Il s'agit de passer d'un niveau à un autre, sans en nier aucun.
Par exemple, on peut lire le Cantique des cantiques comme le roman d'amour d'un berger et d'une bergère, ou comme l'histoire symbolique des relations de Dieu avec Israël ou de l'Eglise avec le Christ, ou encore comme le récit des aventures de l'âme avec son Dieu, description mystique de l'union du créé et de l'incréé (saint Grégoire de Nysse et, plus tard saint Jean de la Croix).
Cette herméneutique, respectueuse des différents niveaux de significations dans lequel peuvent être entendues les Ecritures, n'est que peu pratiquée aujourd'hui, comme elle n'était que peu pratiquée du temps de Jésus.
La Thora était devenue une loi qui enferme et qui culpabilise au lieu d'être une loi de liberté qui préserve l'homme de ce qu'il y a de plus mauvais et destructeur en lui et dans le monde.
Ce que Jésus reproche également aux scribes et aux pharisiens, c'est de "se servir" de la Parole au lieu de la servir.

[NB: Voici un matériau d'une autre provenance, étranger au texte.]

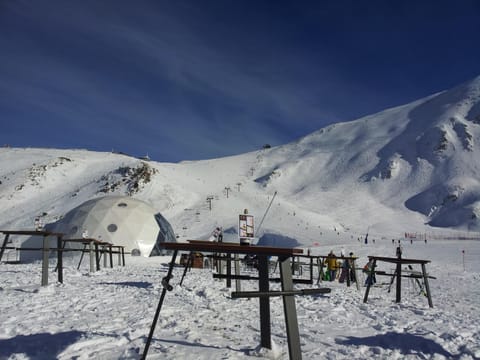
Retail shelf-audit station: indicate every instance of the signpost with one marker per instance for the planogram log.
(246, 230)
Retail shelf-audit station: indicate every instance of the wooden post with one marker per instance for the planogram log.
(427, 287)
(119, 256)
(46, 251)
(229, 270)
(97, 256)
(92, 256)
(166, 287)
(289, 310)
(399, 276)
(263, 285)
(5, 241)
(238, 287)
(354, 264)
(111, 255)
(81, 256)
(60, 259)
(369, 283)
(104, 254)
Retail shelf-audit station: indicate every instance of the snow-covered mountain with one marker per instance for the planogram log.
(406, 169)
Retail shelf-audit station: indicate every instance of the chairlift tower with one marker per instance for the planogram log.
(209, 200)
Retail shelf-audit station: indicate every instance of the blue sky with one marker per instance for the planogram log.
(188, 80)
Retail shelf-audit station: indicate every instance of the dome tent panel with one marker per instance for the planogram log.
(119, 220)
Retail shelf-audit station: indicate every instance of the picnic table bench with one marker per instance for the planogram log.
(262, 253)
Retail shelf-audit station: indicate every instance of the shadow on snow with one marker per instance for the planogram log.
(407, 344)
(139, 284)
(39, 346)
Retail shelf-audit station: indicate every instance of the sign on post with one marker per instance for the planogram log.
(246, 230)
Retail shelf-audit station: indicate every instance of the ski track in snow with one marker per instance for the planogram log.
(108, 314)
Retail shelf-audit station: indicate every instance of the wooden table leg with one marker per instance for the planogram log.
(290, 310)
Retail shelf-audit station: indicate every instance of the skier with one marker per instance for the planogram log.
(331, 265)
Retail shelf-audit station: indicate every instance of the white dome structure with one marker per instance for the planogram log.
(119, 220)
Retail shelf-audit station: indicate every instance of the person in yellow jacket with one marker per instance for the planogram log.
(331, 261)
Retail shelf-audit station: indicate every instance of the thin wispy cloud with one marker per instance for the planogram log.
(190, 81)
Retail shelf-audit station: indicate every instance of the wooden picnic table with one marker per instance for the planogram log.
(262, 253)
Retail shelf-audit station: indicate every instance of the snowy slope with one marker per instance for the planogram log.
(387, 174)
(390, 172)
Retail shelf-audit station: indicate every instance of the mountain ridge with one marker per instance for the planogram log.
(415, 166)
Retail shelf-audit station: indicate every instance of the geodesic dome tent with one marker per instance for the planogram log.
(119, 220)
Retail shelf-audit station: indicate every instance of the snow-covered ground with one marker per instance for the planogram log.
(411, 169)
(107, 314)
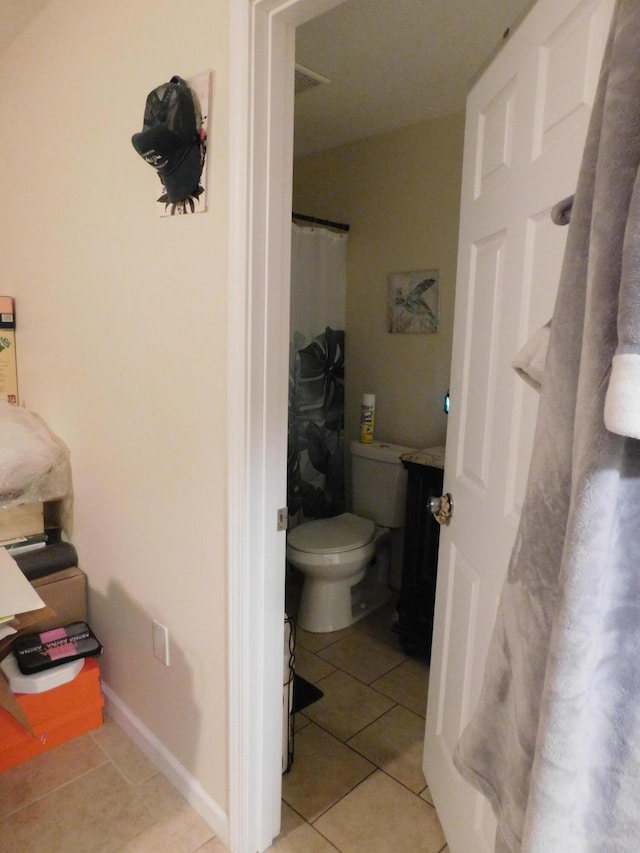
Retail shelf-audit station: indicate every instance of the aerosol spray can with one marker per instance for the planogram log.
(367, 417)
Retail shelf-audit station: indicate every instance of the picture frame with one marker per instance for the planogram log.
(414, 302)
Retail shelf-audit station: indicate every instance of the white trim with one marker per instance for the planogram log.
(622, 402)
(262, 58)
(168, 764)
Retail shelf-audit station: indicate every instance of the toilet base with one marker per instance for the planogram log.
(327, 606)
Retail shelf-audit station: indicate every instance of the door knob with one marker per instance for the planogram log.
(441, 508)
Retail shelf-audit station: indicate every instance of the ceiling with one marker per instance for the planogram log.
(393, 63)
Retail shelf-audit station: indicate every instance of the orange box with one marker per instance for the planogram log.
(55, 716)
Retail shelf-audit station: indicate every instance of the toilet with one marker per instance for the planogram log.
(346, 560)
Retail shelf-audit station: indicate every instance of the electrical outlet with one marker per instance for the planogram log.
(161, 642)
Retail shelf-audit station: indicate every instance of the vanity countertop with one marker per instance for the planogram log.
(432, 456)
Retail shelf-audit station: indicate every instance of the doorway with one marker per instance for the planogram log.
(257, 457)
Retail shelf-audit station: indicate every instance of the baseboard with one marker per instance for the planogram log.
(167, 763)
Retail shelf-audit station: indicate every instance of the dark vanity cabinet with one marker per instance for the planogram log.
(420, 560)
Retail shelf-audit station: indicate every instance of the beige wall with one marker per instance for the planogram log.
(122, 342)
(400, 194)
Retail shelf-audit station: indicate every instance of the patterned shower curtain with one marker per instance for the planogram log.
(315, 465)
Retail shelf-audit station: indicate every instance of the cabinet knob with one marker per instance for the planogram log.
(441, 508)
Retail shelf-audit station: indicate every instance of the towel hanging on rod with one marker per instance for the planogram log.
(315, 221)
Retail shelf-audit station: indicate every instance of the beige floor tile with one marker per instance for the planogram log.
(35, 778)
(363, 656)
(426, 795)
(214, 845)
(323, 771)
(304, 839)
(91, 814)
(347, 706)
(381, 815)
(289, 820)
(176, 827)
(311, 667)
(130, 761)
(300, 721)
(297, 836)
(395, 743)
(407, 684)
(380, 622)
(316, 642)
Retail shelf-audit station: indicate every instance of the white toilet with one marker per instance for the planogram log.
(346, 559)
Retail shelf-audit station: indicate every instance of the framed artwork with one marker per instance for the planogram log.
(414, 302)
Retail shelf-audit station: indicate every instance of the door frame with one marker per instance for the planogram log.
(261, 108)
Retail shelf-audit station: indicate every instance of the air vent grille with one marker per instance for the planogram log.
(307, 79)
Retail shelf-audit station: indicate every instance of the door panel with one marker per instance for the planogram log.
(527, 119)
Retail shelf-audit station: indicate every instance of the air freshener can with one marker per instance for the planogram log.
(367, 418)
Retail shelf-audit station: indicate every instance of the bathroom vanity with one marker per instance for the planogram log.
(425, 471)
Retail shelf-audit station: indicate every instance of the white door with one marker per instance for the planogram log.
(527, 119)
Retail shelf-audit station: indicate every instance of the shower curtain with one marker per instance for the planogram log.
(315, 464)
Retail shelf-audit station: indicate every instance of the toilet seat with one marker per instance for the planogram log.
(341, 533)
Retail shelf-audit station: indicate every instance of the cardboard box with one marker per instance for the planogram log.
(21, 520)
(55, 717)
(65, 595)
(65, 592)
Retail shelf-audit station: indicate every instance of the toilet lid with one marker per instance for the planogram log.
(329, 535)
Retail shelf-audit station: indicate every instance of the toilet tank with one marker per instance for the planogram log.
(379, 482)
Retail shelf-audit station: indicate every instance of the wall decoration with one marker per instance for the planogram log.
(174, 141)
(414, 301)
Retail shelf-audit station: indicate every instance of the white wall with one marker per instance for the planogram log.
(122, 343)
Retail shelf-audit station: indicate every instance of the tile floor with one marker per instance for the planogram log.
(97, 794)
(356, 784)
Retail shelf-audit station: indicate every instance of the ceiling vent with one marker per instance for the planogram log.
(307, 79)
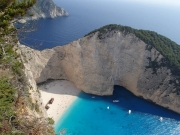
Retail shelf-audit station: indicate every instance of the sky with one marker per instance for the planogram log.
(158, 2)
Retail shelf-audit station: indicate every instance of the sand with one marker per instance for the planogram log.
(63, 92)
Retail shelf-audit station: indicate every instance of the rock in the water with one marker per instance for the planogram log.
(95, 65)
(45, 9)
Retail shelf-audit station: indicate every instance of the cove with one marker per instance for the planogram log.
(95, 115)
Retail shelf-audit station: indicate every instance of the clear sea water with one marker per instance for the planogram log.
(87, 15)
(90, 116)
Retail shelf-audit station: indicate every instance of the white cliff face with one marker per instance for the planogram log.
(95, 66)
(45, 9)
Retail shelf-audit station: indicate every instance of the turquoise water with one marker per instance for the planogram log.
(90, 116)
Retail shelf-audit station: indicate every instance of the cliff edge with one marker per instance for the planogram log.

On peut en effet se servir de l'Ecriture pour affirmer son pouvoir pour dominer les autres. C'est sans doute là le pouvoir le plus dangereux et le plus pervers parce que prétendant parler au nom de Dieu. Il s'introduit dans la conscience de l'autre et prétend la diriger. La parole de Dieu ne donne aucun pouvoir, sinon le pouvoir d'aimer et de servir davantage.

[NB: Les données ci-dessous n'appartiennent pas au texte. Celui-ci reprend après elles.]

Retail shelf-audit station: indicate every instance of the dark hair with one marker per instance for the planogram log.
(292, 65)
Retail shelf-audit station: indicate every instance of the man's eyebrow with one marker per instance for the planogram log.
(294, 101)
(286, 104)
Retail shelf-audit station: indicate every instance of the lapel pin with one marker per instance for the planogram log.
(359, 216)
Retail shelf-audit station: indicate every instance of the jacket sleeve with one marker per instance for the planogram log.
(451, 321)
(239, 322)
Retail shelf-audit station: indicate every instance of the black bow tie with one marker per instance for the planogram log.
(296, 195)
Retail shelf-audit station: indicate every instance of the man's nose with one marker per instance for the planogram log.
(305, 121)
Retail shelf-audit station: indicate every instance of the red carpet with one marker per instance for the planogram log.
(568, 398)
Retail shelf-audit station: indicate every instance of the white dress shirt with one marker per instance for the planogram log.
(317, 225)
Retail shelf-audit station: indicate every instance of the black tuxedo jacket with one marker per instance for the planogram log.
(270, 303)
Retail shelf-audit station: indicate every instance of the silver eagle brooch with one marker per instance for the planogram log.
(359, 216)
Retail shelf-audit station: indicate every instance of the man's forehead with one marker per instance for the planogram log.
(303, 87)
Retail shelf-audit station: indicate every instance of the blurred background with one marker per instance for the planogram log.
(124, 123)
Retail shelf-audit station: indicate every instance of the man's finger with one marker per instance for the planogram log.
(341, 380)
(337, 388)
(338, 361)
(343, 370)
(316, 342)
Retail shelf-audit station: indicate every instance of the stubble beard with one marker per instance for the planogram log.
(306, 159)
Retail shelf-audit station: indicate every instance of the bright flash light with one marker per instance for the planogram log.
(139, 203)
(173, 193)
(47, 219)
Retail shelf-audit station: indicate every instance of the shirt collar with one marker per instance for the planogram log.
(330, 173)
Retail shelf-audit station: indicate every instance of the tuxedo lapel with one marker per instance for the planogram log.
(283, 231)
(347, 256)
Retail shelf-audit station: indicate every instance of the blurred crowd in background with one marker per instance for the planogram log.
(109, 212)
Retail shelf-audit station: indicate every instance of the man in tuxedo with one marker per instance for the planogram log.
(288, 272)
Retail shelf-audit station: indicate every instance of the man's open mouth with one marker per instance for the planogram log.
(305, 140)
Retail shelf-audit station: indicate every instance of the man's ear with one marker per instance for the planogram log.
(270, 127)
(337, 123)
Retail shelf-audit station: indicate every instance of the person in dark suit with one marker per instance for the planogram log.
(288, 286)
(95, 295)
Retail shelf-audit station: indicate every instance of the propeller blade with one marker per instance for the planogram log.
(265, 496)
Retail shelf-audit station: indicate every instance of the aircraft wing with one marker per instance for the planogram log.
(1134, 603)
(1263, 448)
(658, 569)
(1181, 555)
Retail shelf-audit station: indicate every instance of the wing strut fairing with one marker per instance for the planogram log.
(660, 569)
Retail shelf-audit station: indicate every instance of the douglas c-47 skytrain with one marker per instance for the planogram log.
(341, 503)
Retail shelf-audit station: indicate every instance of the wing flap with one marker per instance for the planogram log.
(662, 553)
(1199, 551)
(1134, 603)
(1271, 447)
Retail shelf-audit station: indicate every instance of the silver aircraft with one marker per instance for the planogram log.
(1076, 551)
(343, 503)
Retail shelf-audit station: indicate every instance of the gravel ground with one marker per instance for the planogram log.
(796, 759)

La connaissance que communiquent les textes sacrés est faite d'attention et de simplicité comme l'indique la suite du logion: "Vous, soyez attentifs comme le serpent et simples comme des colombes!" Le gnostique, ce n'est pas un homme qui possède un savoir particulier. C'est un homme simple au coeur innocent, sans souci de lui-même, attentif à ce qui est devant son visage. La gnose communiquée par Jésus développe dans l'homme une attitude méditative devant ce qui est, une attitude non duelle, non ratiocinante, sans projection, sans jugement. Il s'agit de "voir" simplement.
Il est beau aussi de remarquer que Jésus demande à ses disciples de ressembler au serpent et à la colombe.Le serpent rampe à terre, la colombe s'élève dans le ciel... Il s'agit de savoir se tenir à ras de terre, sans perdre son élan vers le ciel. Tenir ensemble les qualités de ces deux animaux, c'est encore une fois unir les contraires. Tenir ensemble la terre et le ciel.